I'm looking to make some screened bottom boards and want to know the proper screen size.

However, I do not want the screen holes large enough that the SHB can get through them.

My current commerically produced bottom boards appear to be 1/8" mesh and allow the SHB to enter through the screen. Obviously the larger beetles can not, but I've watched quite a few avoid the bees by dancing on the bottom of the screen. 

I have some window screen that is 1/16" or so. Will Varroa pass through this?

Thanks.


----------



## Dale Hodges (Jul 13, 2007)

Its called number 8, just a tad bigger than window screen.


----------



## KevinR (Apr 30, 2010)

#8 = 1/8 inch..

That's what I have now.... and the SHB invade through the screen... Varroa should be smaller than shb.


----------



## Ravenseye (Apr 2, 2006)

Number 8 should work right. You can double screen (put two layers right on top of each other) and the offset of the wires makes the screen effectively smaller.


----------



## KevinR (Apr 30, 2010)

I found some #10 screen.

According to the web.. Varroa's are 1.6mmx1.6mm on the large size. The #10 should be roughly 1.9mm mesh.

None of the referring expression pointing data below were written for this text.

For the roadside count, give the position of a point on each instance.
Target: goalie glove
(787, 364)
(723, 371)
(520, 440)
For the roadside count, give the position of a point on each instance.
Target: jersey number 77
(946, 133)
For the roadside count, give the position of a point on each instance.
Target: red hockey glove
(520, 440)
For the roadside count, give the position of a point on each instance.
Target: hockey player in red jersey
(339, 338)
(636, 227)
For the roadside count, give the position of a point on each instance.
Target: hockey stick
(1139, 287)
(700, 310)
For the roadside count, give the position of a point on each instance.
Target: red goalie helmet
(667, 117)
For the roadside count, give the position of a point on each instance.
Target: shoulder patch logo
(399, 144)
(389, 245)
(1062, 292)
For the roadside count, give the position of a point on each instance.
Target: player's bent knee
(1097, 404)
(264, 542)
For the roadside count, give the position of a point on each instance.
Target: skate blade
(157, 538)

SHB are suspose to be 3.5mm wide. So hopefully, that will take care of most of the SHB coming in from the bottom and still let the varroa fall out.

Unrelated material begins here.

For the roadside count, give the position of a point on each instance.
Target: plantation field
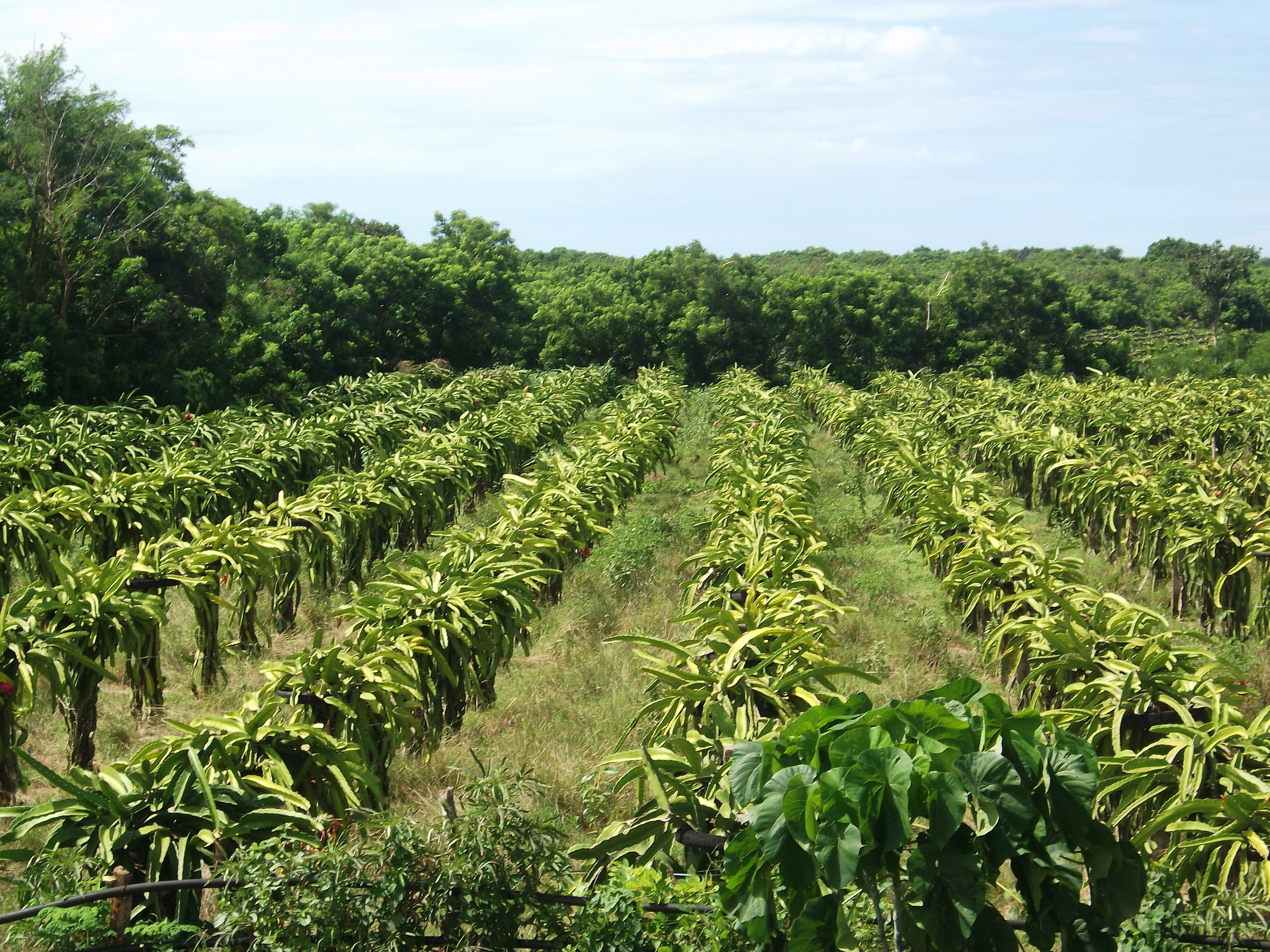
(896, 666)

Either way, going to give it a try.


----------



## BEES4U (Oct 10, 2007)

Kevin,
Here's a web site that has speciality insect screen:
http://www.twpinc.com/twpinc/control/category/~category_id=TWPCAT_9
Good luck with your endeavor
Ernie


----------



## WVaBees (Jul 2, 2010)

Ravenseye said:


> Number 8 should work right. You can double screen (put two layers right on top of each other) and the offset of the wires makes the screen effectively smaller.


If you were going to do that why not just use window screen? It is much cheaper than #8, at least around here.


----------



## honeyman46408 (Feb 14, 2003)

Just use #8 wire that will let the mites and a lot of juink fall through where window screen wont.

You will NOT keep SHB from entering the hive because they fly in the entrance with the bees


----------



## KevinR (Apr 30, 2010)

I ordered some #10 wire screen. I got it pretty cheap.

I believe that window screen is smaller than 1.6mm, which is what the Varroa are suspose to max out at.

As for the SHB, I have another plan for them... 

And I need to be able to keep them out of the rest of the hive.

Once I get my SHB plan tested/proved. I'll follow up here.


----------